I'm pretty sure that's not the plan. What sort of things are you doing?
The current Perl backend is practically unusable because of the following reasons:
- every call goes through a single mutex so the backend is essentially singlethreaded - the backend has no idea of connections so requests can not be associated to a specific bind - binary attributes can not be passed as only zero-terminated strings are passed to perl - argument passing in general is cumbersome as the detailed structure is lost via entry2str - important entry points like 'extended' is not implemented which is needed for ldappasswd - there is no support for multiple databases with Perl backend
The reworked backend works as follows:
- each Perl backend database has a separate Perl interpreter - each connection gets an interpreter cloned from the specific backend. Interpreters are recycled in a pool for performance - concurrent requests to different interpreters can run concurrently in separate threads - connections are correctly tracked with individual objects - binary attributed are correctly passed in Perl scalars - argument passing is done in a style similar to Net::LDAP, parsing is no longer needed as attributes and values are separately stored - named arguments make future extensions possible - additional information about the connection is optionally passed as named parameter. It may be advisable later to used magic scalars allowing access to all internal data without the overhead of processing the arguments ahead of time. - entry points for connection_init, connection_destroy, extended ops and unbind are implemented. - multiple databases are supported. - unimplemented entrypoints automatically return 'unwilling to perform' - switching to old-backend-compatible-mode is done when no connection_init method is found
What is missing:
The new backend is not 100% compatible to the old backend due to the lack of data sharing. This is a complex issue but maybe solvable with the help of the mod_perl code. Alternatively the code could fall back to a single interpreter when compatibility mode is on. I am trying to avoid legacy compatibility code in the C part and move that to a Perl module interposed between back-perl and the oldstyle module. To make this as easy both for legacy- and new users is a thing I am still working on. Personally I dislike the idea of breaking compatibility, however I don't know how much people actually use the Perl backend broken as it is. The new API is designed to be as extendable as possible to avoid incompatible changes in the future.

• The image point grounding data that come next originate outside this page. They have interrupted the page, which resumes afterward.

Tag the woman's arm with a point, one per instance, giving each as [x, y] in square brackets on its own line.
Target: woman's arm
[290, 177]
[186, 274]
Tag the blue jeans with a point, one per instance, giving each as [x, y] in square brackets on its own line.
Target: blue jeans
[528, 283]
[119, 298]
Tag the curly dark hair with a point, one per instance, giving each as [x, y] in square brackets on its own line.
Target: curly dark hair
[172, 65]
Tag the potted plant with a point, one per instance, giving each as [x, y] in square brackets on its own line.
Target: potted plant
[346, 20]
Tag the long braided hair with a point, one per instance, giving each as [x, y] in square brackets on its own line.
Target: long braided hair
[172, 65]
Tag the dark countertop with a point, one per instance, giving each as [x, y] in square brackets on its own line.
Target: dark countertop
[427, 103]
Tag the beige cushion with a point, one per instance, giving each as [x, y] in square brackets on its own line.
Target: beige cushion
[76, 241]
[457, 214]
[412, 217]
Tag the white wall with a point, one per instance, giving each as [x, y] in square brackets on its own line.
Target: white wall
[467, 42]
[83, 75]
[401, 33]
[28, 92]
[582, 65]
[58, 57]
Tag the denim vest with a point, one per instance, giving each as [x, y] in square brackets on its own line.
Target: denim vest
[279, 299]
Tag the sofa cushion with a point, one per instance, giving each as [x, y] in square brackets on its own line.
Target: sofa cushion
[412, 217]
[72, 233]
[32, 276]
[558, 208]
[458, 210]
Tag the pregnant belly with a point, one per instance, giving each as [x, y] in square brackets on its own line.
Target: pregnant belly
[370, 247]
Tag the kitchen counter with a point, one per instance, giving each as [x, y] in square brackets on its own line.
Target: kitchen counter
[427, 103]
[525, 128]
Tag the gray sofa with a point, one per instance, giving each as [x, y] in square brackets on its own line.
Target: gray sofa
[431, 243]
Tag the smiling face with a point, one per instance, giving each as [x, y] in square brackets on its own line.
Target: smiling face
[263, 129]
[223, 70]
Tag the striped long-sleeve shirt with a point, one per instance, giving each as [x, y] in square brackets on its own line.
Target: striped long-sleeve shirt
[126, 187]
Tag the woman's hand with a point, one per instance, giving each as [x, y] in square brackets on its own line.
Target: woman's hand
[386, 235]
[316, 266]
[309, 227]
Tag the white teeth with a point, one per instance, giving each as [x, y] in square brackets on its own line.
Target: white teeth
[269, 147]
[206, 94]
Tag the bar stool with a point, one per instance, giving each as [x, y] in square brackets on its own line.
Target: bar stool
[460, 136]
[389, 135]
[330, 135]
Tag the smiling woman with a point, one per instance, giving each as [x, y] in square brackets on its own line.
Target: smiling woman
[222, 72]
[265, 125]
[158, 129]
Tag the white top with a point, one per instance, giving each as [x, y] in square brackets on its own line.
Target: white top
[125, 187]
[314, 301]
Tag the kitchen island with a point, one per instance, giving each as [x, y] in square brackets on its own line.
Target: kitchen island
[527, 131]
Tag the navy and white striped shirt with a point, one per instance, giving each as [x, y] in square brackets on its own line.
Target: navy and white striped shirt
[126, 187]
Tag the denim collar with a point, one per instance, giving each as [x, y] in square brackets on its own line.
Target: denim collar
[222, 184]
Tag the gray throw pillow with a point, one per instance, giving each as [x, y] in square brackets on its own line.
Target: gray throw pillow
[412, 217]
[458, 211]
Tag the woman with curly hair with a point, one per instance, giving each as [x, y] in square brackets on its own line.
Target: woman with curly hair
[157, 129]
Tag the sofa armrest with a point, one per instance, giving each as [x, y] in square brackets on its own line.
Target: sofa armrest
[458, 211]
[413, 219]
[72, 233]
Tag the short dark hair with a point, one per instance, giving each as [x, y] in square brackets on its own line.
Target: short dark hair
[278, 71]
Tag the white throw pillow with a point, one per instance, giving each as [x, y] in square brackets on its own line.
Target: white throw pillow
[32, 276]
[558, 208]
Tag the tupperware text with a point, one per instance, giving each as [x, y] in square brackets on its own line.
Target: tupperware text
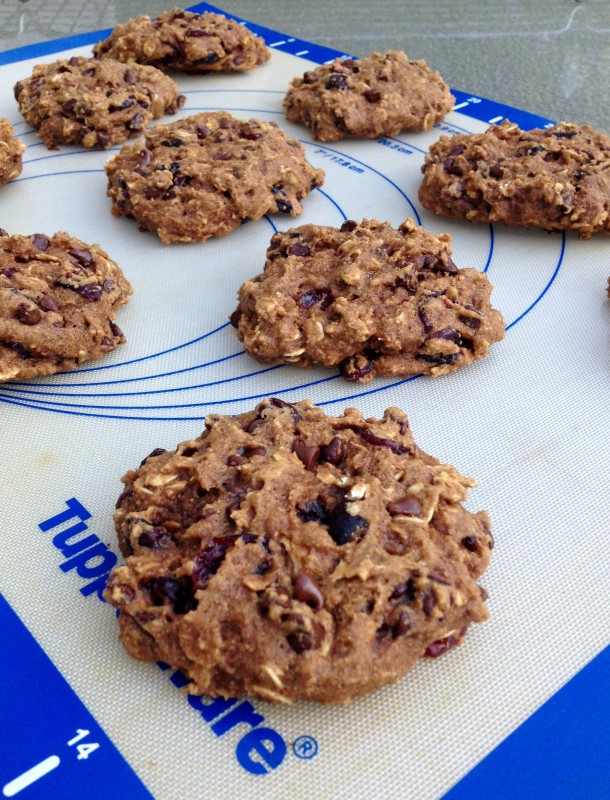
[261, 748]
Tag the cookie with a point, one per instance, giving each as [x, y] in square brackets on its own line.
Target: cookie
[11, 150]
[291, 555]
[368, 299]
[94, 103]
[58, 299]
[207, 174]
[185, 42]
[555, 178]
[376, 96]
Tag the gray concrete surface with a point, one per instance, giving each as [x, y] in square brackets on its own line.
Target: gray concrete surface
[550, 57]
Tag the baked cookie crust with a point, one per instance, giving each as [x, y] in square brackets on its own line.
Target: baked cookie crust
[291, 555]
[183, 41]
[207, 174]
[380, 95]
[368, 299]
[58, 300]
[94, 103]
[11, 152]
[554, 178]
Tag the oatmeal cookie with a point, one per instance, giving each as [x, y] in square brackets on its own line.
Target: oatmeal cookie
[185, 42]
[291, 555]
[94, 103]
[368, 299]
[58, 299]
[207, 174]
[11, 151]
[555, 178]
[376, 96]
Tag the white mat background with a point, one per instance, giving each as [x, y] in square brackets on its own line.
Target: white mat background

The 'abandon' entry point is not implemented. That would imply signaling between threads I haven't done yet.
I see the use of the Perl backend twofold:
(1) rapid prototyping for functionality later implemented in C (2) implement complex tasks which would be too expensive (in terms of time) to do in C
It is still not possible to do all things from Perl which can be done in C. Exposing more datastructures and functions to Perl may even make it possible to write overlays in Perl in some distant future.